Additionally, the families of missing persons of color often circulate information about their cases on social media and seek assistance from true crime podcasts that cover missing persons and little-publicized cases. Podcasts like The Vanished and The Trail Went Cold have frequently featured little-known cases involving black and Latinx victims, with the victims’ families often directly asking the podcast hosts to help raise awareness of their cases.

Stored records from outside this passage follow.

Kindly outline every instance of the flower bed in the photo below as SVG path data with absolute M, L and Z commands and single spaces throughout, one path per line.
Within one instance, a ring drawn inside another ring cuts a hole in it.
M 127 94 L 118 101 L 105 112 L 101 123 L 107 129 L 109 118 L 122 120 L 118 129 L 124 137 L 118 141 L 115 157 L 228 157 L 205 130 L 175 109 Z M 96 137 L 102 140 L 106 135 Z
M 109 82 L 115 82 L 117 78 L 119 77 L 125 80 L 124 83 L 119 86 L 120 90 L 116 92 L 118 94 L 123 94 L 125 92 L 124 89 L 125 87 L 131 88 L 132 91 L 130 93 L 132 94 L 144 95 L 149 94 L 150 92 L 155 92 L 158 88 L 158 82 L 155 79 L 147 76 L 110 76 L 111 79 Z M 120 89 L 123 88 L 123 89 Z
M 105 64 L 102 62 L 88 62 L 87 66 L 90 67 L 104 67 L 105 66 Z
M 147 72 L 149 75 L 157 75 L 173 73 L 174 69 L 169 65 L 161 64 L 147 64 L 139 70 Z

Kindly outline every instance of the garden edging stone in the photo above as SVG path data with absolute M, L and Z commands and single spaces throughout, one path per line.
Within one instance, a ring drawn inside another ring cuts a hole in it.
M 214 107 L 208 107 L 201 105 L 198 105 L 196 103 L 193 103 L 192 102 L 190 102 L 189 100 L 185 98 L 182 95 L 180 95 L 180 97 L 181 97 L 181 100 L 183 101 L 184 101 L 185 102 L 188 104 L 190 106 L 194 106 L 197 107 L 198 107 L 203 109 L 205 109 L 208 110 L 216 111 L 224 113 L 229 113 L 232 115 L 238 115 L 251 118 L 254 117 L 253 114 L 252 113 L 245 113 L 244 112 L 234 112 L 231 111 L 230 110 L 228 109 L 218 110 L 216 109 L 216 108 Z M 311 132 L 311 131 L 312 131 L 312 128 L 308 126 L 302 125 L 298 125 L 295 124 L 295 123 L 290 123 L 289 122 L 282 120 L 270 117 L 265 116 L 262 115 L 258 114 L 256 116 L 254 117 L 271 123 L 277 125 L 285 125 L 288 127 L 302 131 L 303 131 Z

Social media pickup can lead to increased attention from the public, which helps to incite action from authorities who were previously slow or reluctant to investigate. In one recent case that was covered repeatedly by The Vanished, a Latinx teen went missing in October from a construction training camp in California, but authorities assumed he was a runaway until another boy went missing from the same camp just three weeks later. In January, a third person went missing (he was later discovered deceased), and in February — four months after the first teen went missing — the FBI joined the search. Similar stories can be found around the country.

Though the cases of the missing DC teens are currently generating so much attention because they’re being inaccurately viewed by many as part of an escalating crisis, the ultimate and most powerful effect of the DC police department’s new social media efforts may be to raise awareness of just how prevalent these cases can be in the everyday lives of America’s communities of color. Even though the #MissingDCTeens hashtag has caused uproar, the level of resulting alarm arguably wasn’t undue, but long overdue.